Turkey should respect the convention named after Istanbul
The Council of Europe Convention on preventing and combating violence against women and domestic violence is called the Istanbul Convention. It was signed in Istanbul in 2011. Turkey worked tremendously hard to reach an agreement with member-states and it became the first country to sign it. This was highly significant and symbolic since a majority Muslim country had taken leadership on an issue about women.
These were the good days. Turkey cared about its image. Actually, it was the last days of the Justice and Development Party (AKP) governments pretending to be working for a democratic country with the rule of law and respect to fundamental freedoms. By then, the AKP’s ruling elites concluded that they no longer needed the support of Europe and the West in general to legitimize and consolidate their power. So, they stopped posing as if they endorsed and internalized universal values.
July 31 will mark the third year of the Istanbul Convention being put into force in Turkey. If the convention did not carry the name of a Turkish city, the government would probably by now have withdrawn its signature from it, or suspended it, if there was such a clause. Avoiding such a scandalous step, it tries to erode the convention’s requirements.
Divorce cases under spotlight
Women wanting to divorce are most of the time the main reason behind femicides in Turkey. Ironically, as the rising divorce rates have been seen to be at an alarming level by the government, the parliament decided to set up a commission to investigate the rise in divorce figures. The commission’s report, concluded on May 2016, sparked fierce criticism from women’s rights NGOs. The report’s recommendations are seen as an effort to erode the stipulations of the Istanbul Convention.
The government’s move on November 2016 to introduce a bill in parliament, which would have enabled men who married the girls they sexually abused to be released from prison, was another case showing the AKP’s general mentality.

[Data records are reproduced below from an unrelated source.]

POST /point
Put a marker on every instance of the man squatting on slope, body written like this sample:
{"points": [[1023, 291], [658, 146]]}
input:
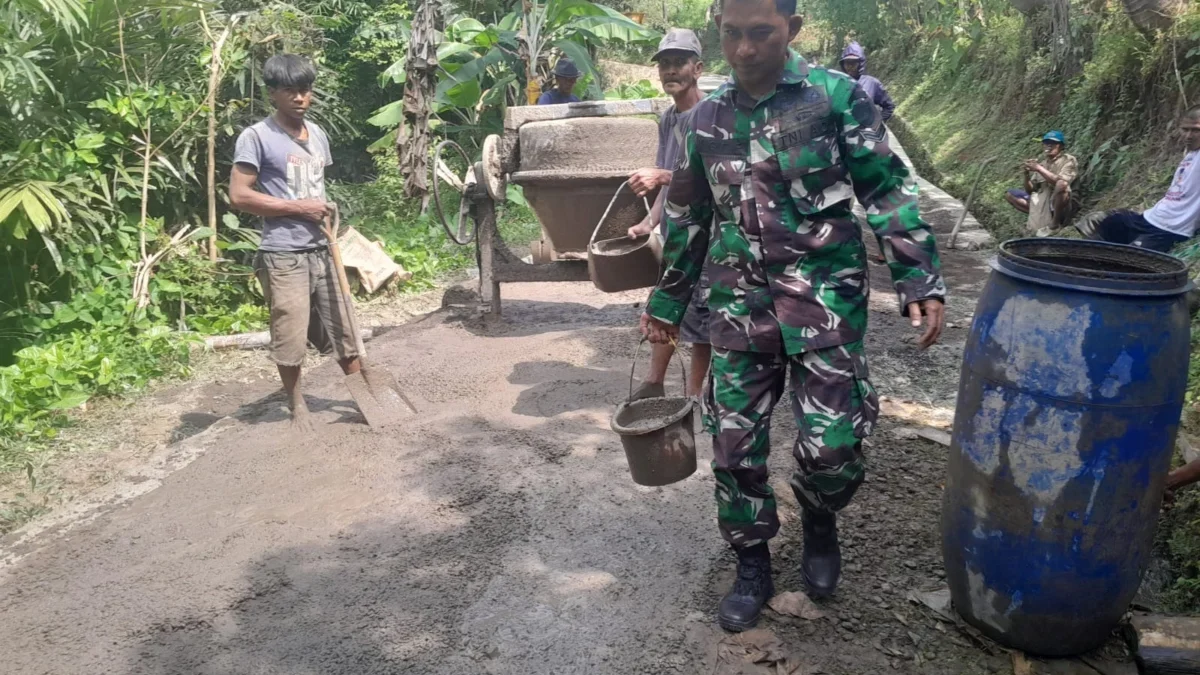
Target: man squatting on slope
{"points": [[679, 69], [285, 156], [853, 63], [778, 154]]}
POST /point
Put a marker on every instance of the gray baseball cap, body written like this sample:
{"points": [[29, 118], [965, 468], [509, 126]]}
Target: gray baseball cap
{"points": [[678, 40], [567, 67]]}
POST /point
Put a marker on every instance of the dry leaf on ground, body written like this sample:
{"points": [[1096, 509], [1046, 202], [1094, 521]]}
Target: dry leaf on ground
{"points": [[1021, 664], [793, 603]]}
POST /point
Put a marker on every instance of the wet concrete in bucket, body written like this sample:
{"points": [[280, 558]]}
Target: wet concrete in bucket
{"points": [[649, 414]]}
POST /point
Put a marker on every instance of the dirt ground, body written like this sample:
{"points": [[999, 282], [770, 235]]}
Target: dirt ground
{"points": [[497, 532]]}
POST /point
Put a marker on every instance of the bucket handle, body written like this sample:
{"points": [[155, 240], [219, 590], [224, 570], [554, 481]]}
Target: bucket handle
{"points": [[633, 366], [605, 216]]}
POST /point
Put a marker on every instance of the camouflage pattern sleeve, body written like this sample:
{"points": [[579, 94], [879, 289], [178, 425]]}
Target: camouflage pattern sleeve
{"points": [[888, 191], [689, 216]]}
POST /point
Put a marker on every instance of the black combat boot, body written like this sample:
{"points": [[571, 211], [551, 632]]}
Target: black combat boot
{"points": [[742, 605], [822, 559]]}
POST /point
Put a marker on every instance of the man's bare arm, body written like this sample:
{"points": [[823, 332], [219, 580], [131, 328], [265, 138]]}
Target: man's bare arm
{"points": [[244, 197]]}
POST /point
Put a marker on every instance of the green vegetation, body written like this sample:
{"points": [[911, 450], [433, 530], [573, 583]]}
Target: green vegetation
{"points": [[115, 263], [988, 78]]}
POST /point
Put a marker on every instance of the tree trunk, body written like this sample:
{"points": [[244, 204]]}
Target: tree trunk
{"points": [[1029, 6], [1151, 16], [413, 136]]}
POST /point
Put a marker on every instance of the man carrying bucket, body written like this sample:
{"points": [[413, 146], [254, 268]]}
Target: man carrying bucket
{"points": [[777, 155], [679, 69]]}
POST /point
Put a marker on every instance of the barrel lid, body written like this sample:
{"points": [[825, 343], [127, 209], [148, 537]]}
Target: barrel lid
{"points": [[1099, 267]]}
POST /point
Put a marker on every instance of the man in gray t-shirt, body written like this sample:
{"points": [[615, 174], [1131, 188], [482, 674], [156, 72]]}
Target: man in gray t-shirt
{"points": [[280, 174], [679, 69]]}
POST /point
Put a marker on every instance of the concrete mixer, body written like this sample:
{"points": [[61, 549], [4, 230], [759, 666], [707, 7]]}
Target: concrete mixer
{"points": [[570, 161]]}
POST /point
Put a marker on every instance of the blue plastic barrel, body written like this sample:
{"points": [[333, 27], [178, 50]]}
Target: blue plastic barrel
{"points": [[1072, 387]]}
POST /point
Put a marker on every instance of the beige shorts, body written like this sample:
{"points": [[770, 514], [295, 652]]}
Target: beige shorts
{"points": [[294, 281]]}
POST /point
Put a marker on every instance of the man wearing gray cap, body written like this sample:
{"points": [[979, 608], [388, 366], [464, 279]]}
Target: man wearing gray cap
{"points": [[567, 73], [679, 69]]}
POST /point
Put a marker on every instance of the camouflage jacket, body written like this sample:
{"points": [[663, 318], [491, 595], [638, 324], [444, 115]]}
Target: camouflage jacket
{"points": [[765, 190]]}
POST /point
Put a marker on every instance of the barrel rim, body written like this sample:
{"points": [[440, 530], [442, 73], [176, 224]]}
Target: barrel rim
{"points": [[1173, 279]]}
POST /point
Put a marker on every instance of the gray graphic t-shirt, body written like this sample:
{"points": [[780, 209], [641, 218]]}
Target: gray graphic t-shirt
{"points": [[288, 169]]}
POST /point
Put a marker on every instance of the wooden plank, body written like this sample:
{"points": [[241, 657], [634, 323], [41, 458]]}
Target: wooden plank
{"points": [[1167, 645]]}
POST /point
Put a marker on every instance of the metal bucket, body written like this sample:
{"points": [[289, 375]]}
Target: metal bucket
{"points": [[623, 263], [658, 434]]}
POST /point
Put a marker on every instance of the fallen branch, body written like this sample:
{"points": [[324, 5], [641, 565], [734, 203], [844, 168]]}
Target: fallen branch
{"points": [[144, 269]]}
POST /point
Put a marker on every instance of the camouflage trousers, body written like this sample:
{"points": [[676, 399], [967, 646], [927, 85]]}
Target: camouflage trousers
{"points": [[834, 405]]}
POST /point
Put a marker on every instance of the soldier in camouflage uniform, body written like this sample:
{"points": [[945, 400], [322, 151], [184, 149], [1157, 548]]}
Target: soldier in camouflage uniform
{"points": [[777, 155]]}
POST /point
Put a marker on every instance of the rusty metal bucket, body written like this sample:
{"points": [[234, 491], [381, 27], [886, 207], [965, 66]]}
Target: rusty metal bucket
{"points": [[658, 434], [623, 263]]}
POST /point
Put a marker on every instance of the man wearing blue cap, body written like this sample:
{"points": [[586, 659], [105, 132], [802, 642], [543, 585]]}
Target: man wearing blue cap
{"points": [[567, 73], [1047, 195]]}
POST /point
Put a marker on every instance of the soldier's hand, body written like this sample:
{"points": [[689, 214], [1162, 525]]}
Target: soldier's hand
{"points": [[934, 317], [641, 228], [645, 180], [658, 332]]}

“There is nothing positive to report about the implementation of the Istanbul Convention,” Gülsüm Kav from the “We Will Stop Women Murders Platform” told me. Each signatory country is expected to report to GREVİO, the independent expert body responsible for monitoring the implementation. Ironically, GREVİO is headed by a Turkish woman, Feride Acar, a very prominent academic with extensive knowledge and experience on women’s rights issues. I can’t imagine her humiliation at Turkey’s lamentable performance in implementing the Istanbul Convention.
But the picture is not all that gloomy. Despite the pressure from the government, which has increased especially with the state of emergency, women’s rights NGOs are fighting hard to prevent a backsliding. In fact, it was thanks to the efforts of women’s rights NGOs that the government withdrew a scandalous bill last November, which would have served the “marry your rapist” mentality had it passed in parliament.
It might sound oxymoronic and it is sad to say this but there is also a “positive” dimension to femicides.
They happen because women become more aware of their rights and if they don’t want to continue a marriage, they ask for a divorce. “A lot of women who file divorce cases see the horrible end of those women murdered because they asked for a divorce. But they don’t give up. They are courageous to continue their legal cases despite the risk of getting killed,” said Kav.